3. Assumptions. The third way to hone your peripheral vision is to challenge the assumptions that may have limited your frame of reference previously. In his insightful book How to Use Innovation and Creativity in the Workplace, Patrick Collister suggests a range of questions to help challenge assumptions long held by an individual or group. The first step is to identify a core assumption that seems undeniably true — one that is even absurd to question. For example: ‘Our customers would never pay more than $x for our product’. Once you have established such an assumption, ask questions such as:
- Who says this is true?
- What led us to draw this conclusion in the first place?
- Is there any evidence that this assumption is still true?
Andy Grove famously challenged core assumptions like this in the 1980s when it became clear that Intel’s highly successful DRAM memory-chip business was doomed. Andy and his co-founder Gordon Moore questioned how a fresh CEO might handle the situation, establishing that they would leave the memory business, and then did it themselves. They in turn shifted Intel’s focus from memory chips to micro processing, and within a few years dominated this emerging technology. They questioned their assumptions and then acted against them.

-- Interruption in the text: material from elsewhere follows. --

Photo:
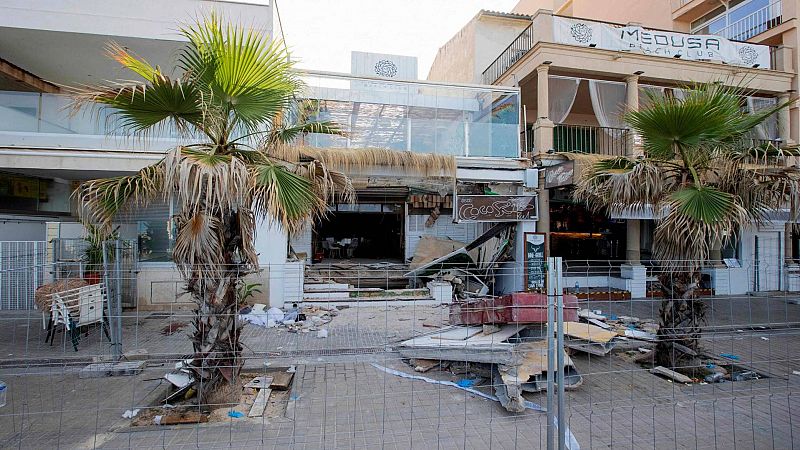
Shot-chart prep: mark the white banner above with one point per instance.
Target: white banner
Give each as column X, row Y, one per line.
column 697, row 47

Look beyond the immediate. Look beyond your industry for inspiration and insight, beyond your contexts to expand your horizons, and beyond your assumptions to challenge the status quo. In doing so, you are guaranteed to focus the peripheral vision that you need to become in-disruptible.
 Hamel, G. 2002, Leading the Revolution, Penguin, New York, p. 49.
 Garrison, M. 2013, ‘What Apple Learned From A Luxury Hotel’, Marketplace, 31 December.
 Collister, P. 2017, How to Use Innovation and Creativity in the Workplace, Pan Macmillan, London, p. 158.
 Galant, G. 2016, ‘If We Got Kicked Out And The Board Brought In A New CEO, What Do You Think He’d Do?’, Medium, 22 March.
 Collins, J. & Hansen, M. 2011, Great by Choice, HarperCollins, New York, pp. 139, 140.